If LANG and LC_CTYPE are *.UTF-8, the terminal renders as UTF-8. With C or POSIX, non-ASCII text may garble. To switch temporarily:

export LANG=en_US.UTF-8

Common Problems and Fixes

Conclusion: Separate "is the file correct?" from "is the terminal correct?". Most issues are explained by an encoding mismatch or a locale setting.

Symptom Likely cause Fix
Whole text file is garbled Wrong encoding assumed Check with file -i, convert with iconv
Japanese garbles only in the terminal Locale is not UTF-8 Check locale, set LANG=...UTF-8
Error at the start of a script UTF-8 with BOM Remove the BOM and re-save
File names are garbled Displayed in a different encoding Match the locale, or convert with convmv

Practical tip: When in doubt, run file -i first. It almost always tells you whether the problem is "on the file side" or "on the terminal side." Creating new files as UTF-8 without BOM causes the fewest accidents.
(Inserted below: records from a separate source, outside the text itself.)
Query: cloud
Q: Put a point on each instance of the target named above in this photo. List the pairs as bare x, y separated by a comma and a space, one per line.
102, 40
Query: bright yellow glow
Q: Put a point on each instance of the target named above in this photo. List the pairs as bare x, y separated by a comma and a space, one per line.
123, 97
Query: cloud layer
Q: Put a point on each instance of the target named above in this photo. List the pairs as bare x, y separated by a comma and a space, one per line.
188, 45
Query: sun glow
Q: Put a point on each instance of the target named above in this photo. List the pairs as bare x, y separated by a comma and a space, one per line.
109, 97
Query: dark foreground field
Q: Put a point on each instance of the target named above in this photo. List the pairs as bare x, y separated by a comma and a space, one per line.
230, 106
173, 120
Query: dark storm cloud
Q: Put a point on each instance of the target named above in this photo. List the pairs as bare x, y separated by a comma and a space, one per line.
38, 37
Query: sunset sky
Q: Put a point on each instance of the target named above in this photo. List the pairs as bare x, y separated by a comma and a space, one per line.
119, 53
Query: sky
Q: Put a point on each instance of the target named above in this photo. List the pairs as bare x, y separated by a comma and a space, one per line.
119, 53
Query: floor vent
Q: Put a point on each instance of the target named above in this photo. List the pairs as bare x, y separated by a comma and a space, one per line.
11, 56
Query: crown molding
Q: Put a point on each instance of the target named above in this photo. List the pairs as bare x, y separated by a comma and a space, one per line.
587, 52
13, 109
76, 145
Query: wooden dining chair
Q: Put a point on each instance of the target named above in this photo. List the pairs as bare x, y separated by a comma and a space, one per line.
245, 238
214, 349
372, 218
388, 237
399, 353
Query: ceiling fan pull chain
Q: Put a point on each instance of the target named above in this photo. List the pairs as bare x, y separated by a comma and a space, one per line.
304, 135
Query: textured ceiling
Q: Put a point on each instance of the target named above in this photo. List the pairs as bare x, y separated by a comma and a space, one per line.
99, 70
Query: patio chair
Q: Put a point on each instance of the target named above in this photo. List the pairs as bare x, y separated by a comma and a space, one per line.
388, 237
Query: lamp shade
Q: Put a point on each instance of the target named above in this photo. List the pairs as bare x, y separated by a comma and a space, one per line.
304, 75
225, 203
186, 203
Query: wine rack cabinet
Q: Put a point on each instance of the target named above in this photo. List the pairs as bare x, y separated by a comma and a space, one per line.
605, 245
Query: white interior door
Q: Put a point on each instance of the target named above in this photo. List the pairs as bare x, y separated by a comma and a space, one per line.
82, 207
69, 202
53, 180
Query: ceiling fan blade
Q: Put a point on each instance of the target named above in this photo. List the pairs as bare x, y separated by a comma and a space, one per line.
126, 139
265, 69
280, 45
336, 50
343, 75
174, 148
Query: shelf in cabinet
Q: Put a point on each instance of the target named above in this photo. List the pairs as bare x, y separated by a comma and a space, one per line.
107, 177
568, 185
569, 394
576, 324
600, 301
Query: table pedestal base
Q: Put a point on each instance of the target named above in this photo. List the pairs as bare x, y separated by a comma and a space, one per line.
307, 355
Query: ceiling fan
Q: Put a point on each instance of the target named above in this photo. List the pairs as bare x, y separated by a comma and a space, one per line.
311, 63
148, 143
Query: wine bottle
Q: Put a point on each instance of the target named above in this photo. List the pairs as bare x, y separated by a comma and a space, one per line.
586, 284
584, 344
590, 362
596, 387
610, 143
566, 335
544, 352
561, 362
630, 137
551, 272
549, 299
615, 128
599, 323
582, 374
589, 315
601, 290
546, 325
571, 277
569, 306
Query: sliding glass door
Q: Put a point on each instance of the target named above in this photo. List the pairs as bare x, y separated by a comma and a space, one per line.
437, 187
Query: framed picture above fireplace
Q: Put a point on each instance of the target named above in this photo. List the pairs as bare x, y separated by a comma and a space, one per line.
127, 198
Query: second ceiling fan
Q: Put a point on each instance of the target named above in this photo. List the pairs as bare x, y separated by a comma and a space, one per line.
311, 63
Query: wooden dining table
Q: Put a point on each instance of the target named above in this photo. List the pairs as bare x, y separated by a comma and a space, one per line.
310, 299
To try echo and wc -c hands-on in a browser-based virtual terminal, use the learning terminal and watch the byte counts yourself.

Summary

A character encoding is a "table mapping characters to bytes," and the key to understanding it is separating the character set (Unicode) from the encoding form (UTF-8 and friends). Mojibake is not corruption but a mismatch in interpretation, so the reliable workflow is: confirm the encoding with file -i / nkf -g, convert with iconv, and suspect locale for terminal-side issues. Standardizing new files as UTF-8 without BOM is the safest default.